The fact is God loves us way too much and is way too interested in both our earthly and eternal lives to let us treat him like a short order cook serving up miracles on demand. What he does do for us is help us grow spiritually and mature in our faith – often using as his instrument the very difficulties we ask him to get rid of for us.
Nevertheless, nothing is impossible with God. So whether the Lord chooses to intervene directly in our lives as he did for Naaman or whether he chooses to meet our needs in a less spectacular fashion, this we know for sure and of this we are confident: God is active in the lives of his people. And that confidence translates into comfort and patience.
Finally, there are a couple of lessons from Naaman. One is negative, the other positive.
First the negative: Naaman starts out as a prime example of the natural and initial tendency to “do something” to fix a problem; to be in control.
We can all see ourselves in him, can’t we? When it comes to the things we consider to be problems or “issues” we have a dogged determination to be in control. To fix what’s wrong. To do something. And that’s not necessarily all bad.
What’s bad is when we fixate on ourselves and not God for solutions. That’s where Naaman started. But it’s not where he ended. That’s the positive lesson from him.
Through a series of humbling experiences God led him to a proper understanding. When Naaman learned that his own efforts and actions were futile and that he was to be on the receiving end of a God who deals in doling out undeserved grace and goodness – or to use words you’ve perhaps heard in another context, when Naaman “let go and let God” – the result was peace and healing, both physical and spiritual.
And we are reminded of how everything that happens in our lives is orchestrated by a good and gracious God.

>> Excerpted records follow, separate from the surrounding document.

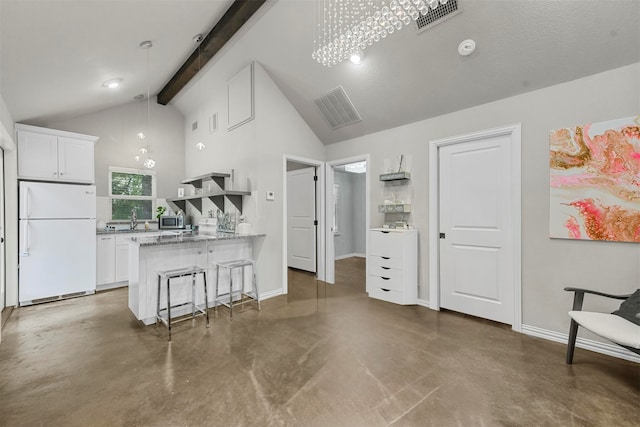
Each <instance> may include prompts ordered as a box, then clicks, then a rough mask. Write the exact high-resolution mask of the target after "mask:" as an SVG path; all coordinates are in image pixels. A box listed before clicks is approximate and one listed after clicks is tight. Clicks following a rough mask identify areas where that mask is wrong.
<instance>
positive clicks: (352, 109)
mask: <svg viewBox="0 0 640 427" xmlns="http://www.w3.org/2000/svg"><path fill="white" fill-rule="evenodd" d="M314 102H315V103H316V107H318V109H319V110H320V112H321V113H322V115H323V116H324V118H325V119H327V122H329V125H330V126H331V128H332V129H334V130H335V129H338V128H341V127H342V126H347V125H350V124H353V123H357V122H360V121H362V117H360V113H358V111H356V107H354V106H353V104H352V103H351V100H350V99H349V97H348V96H347V93H346V92H345V91H344V89H343V88H342V86H338V87H337V88H335V89H333V90H332V91H330V92H328V93H326V94H324V95H322V96H321V97H320V98H318V99H316V100H315V101H314Z"/></svg>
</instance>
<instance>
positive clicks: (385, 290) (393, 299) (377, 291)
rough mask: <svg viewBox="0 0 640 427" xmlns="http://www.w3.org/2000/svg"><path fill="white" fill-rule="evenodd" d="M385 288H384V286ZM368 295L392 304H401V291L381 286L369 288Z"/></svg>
mask: <svg viewBox="0 0 640 427" xmlns="http://www.w3.org/2000/svg"><path fill="white" fill-rule="evenodd" d="M385 289H386V288H385ZM369 296H370V297H371V298H377V299H381V300H383V301H389V302H392V303H394V304H402V292H399V291H392V290H388V291H387V290H383V289H382V288H371V290H369Z"/></svg>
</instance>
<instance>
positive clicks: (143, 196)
mask: <svg viewBox="0 0 640 427" xmlns="http://www.w3.org/2000/svg"><path fill="white" fill-rule="evenodd" d="M155 199H156V172H155V171H147V170H138V169H127V168H119V167H115V166H109V202H110V204H111V219H112V220H128V219H129V218H131V211H133V210H134V209H135V211H136V216H137V217H138V219H141V220H150V219H153V217H154V209H155Z"/></svg>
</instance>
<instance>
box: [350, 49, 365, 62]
mask: <svg viewBox="0 0 640 427" xmlns="http://www.w3.org/2000/svg"><path fill="white" fill-rule="evenodd" d="M349 61H351V63H352V64H353V65H360V64H362V62H363V61H364V53H363V52H361V51H357V52H354V53H352V54H351V56H350V57H349Z"/></svg>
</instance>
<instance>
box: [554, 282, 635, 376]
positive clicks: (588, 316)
mask: <svg viewBox="0 0 640 427" xmlns="http://www.w3.org/2000/svg"><path fill="white" fill-rule="evenodd" d="M564 290H565V291H569V292H574V296H573V309H572V310H571V311H570V312H569V316H570V317H571V328H570V329H569V342H568V344H567V364H571V363H573V351H574V350H575V347H576V336H577V335H578V325H580V326H582V327H583V328H585V329H588V330H589V331H591V332H593V333H594V334H596V335H599V336H601V337H602V338H606V339H607V340H609V341H611V342H613V343H615V344H618V345H620V346H622V347H624V348H626V349H627V350H631V351H632V352H634V353H637V354H640V289H638V290H637V291H636V292H634V293H633V294H629V295H611V294H605V293H603V292H598V291H591V290H588V289H580V288H564ZM584 294H593V295H599V296H602V297H607V298H614V299H619V300H624V301H623V303H622V305H621V306H620V309H619V310H616V311H615V312H613V313H611V314H609V313H598V312H593V311H582V302H583V300H584Z"/></svg>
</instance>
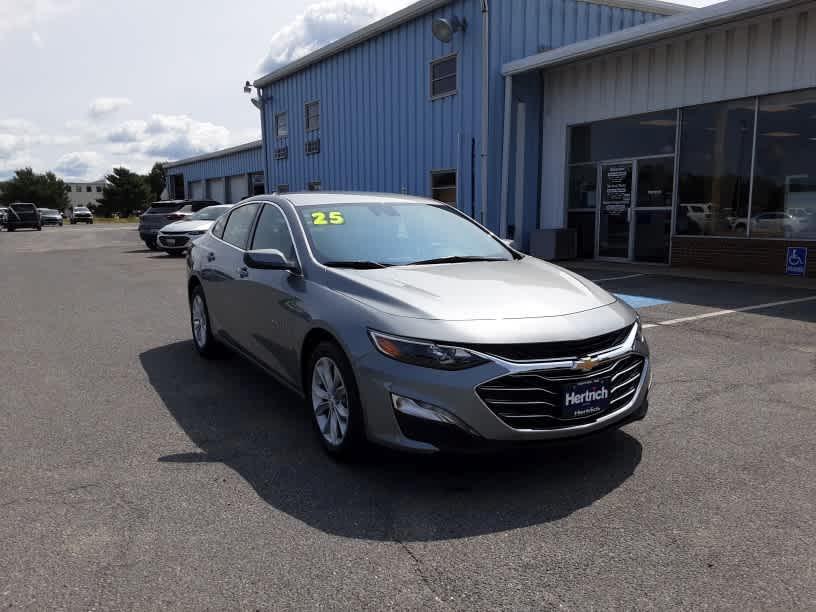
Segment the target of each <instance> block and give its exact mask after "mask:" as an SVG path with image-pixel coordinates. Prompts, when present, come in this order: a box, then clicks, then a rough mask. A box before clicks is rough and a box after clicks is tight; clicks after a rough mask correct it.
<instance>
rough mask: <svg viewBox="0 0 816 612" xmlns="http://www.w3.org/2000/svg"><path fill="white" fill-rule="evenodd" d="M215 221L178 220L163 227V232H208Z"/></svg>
mask: <svg viewBox="0 0 816 612" xmlns="http://www.w3.org/2000/svg"><path fill="white" fill-rule="evenodd" d="M213 223H215V221H176V222H175V223H171V224H170V225H165V226H164V227H163V228H161V231H163V232H201V231H204V232H206V231H207V230H208V229H210V228H211V227H212V224H213Z"/></svg>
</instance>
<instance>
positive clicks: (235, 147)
mask: <svg viewBox="0 0 816 612" xmlns="http://www.w3.org/2000/svg"><path fill="white" fill-rule="evenodd" d="M262 144H263V141H262V140H253V141H252V142H248V143H246V144H242V145H238V146H235V147H230V148H229V149H221V150H220V151H213V152H212V153H205V154H204V155H196V156H195V157H188V158H187V159H180V160H178V161H174V162H164V163H163V164H162V167H163V168H164V169H165V170H167V169H169V168H175V167H177V166H186V165H188V164H192V163H194V162H198V161H206V160H208V159H218V158H219V157H225V156H227V155H232V154H233V153H240V152H241V151H250V150H252V149H260V148H261V146H262Z"/></svg>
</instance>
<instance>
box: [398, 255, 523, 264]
mask: <svg viewBox="0 0 816 612" xmlns="http://www.w3.org/2000/svg"><path fill="white" fill-rule="evenodd" d="M470 261H509V260H507V259H505V258H504V257H482V256H480V255H451V256H450V257H437V258H436V259H423V260H422V261H415V262H412V263H409V264H404V265H406V266H430V265H433V264H438V263H467V262H470Z"/></svg>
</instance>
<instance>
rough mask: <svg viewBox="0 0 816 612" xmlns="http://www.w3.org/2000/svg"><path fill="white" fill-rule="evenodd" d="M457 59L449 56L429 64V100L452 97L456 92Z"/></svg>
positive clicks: (452, 56) (443, 57) (456, 57)
mask: <svg viewBox="0 0 816 612" xmlns="http://www.w3.org/2000/svg"><path fill="white" fill-rule="evenodd" d="M457 62H458V57H457V56H456V55H449V56H447V57H443V58H440V59H438V60H434V61H433V62H431V99H436V98H444V97H446V96H452V95H454V94H455V93H456V91H457V82H456V80H457V74H456V67H457Z"/></svg>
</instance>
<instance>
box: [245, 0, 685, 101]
mask: <svg viewBox="0 0 816 612" xmlns="http://www.w3.org/2000/svg"><path fill="white" fill-rule="evenodd" d="M495 1H496V0H494V2H495ZM585 1H586V2H590V3H592V4H601V5H604V6H612V7H616V8H623V9H632V10H637V11H646V12H650V13H657V14H661V15H675V14H677V13H684V12H687V11H689V10H691V7H689V6H686V5H681V4H675V3H672V2H662V1H661V0H606V1H604V0H585ZM451 2H453V0H419V2H415V3H414V4H411V5H409V6H407V7H405V8H404V9H402V10H400V11H397V12H396V13H393V14H391V15H388V16H387V17H384V18H383V19H380V20H379V21H375V22H374V23H372V24H370V25H367V26H366V27H364V28H361V29H359V30H357V31H355V32H352V33H351V34H349V35H348V36H344V37H343V38H340V39H339V40H336V41H334V42H333V43H330V44H328V45H326V46H325V47H321V48H320V49H318V50H317V51H313V52H312V53H309V54H308V55H305V56H303V57H301V58H300V59H297V60H295V61H293V62H291V63H289V64H287V65H285V66H283V67H282V68H279V69H277V70H275V71H273V72H270V73H269V74H267V75H265V76H262V77H260V78H259V79H257V80H256V81H255V82H254V85H255V87H266V86H267V85H271V84H272V83H274V82H275V81H280V80H281V79H284V78H286V77H288V76H290V75H292V74H295V73H297V72H300V71H301V70H303V69H304V68H307V67H309V66H311V65H312V64H317V63H319V62H321V61H323V60H324V59H327V58H329V57H332V56H333V55H337V54H338V53H341V52H343V51H345V50H346V49H350V48H351V47H355V46H357V45H359V44H360V43H363V42H365V41H367V40H369V39H371V38H374V37H375V36H378V35H380V34H383V33H384V32H388V31H389V30H393V29H394V28H396V27H399V26H400V25H402V24H403V23H407V22H409V21H411V20H413V19H416V18H417V17H421V16H422V15H425V14H426V13H430V12H431V11H434V10H436V9H438V8H441V7H443V6H446V5H448V4H450V3H451Z"/></svg>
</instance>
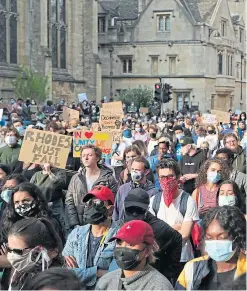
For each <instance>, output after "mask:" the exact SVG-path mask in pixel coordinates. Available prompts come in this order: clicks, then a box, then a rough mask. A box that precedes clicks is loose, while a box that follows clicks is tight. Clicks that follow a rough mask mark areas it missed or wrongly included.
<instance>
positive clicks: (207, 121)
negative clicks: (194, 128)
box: [201, 113, 217, 124]
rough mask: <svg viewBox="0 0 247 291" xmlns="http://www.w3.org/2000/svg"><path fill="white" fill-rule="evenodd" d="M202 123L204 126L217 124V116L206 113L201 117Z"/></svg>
mask: <svg viewBox="0 0 247 291" xmlns="http://www.w3.org/2000/svg"><path fill="white" fill-rule="evenodd" d="M201 123H202V124H216V123H217V119H216V116H215V115H213V114H207V113H204V114H202V117H201Z"/></svg>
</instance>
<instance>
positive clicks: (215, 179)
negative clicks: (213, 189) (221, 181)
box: [207, 172, 221, 184]
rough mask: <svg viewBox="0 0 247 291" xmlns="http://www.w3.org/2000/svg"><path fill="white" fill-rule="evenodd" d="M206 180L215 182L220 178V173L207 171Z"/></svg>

And we are reminded that certainly God expects us to use our talents and abilities and brains to figure things out and deal with life and he often works through them, but we don’t rely on our efforts. We rely on His limitless grace, which he distributes to us richly and daily.
And when it comes to the great subject of salvation and that from which we need to be cleansed – our sin – but which we cannot eradicate on our own any more than Naaman could get rid of his leprosy, this is our comfort and our confidence: “Nothing in my hand I bring, simply to thy cross I cling.” The blood of Jesus Christ is our Jordan washing away the leprosy of our sin and making us clean.
“Everything written in the past was written to teach us” says Paul. May it be that today we have been taught; that we are and will be the life-long beneficiaries of multiple lessons learned from Elisha, Naaman, and a little girl whose name we do not even know. Amen.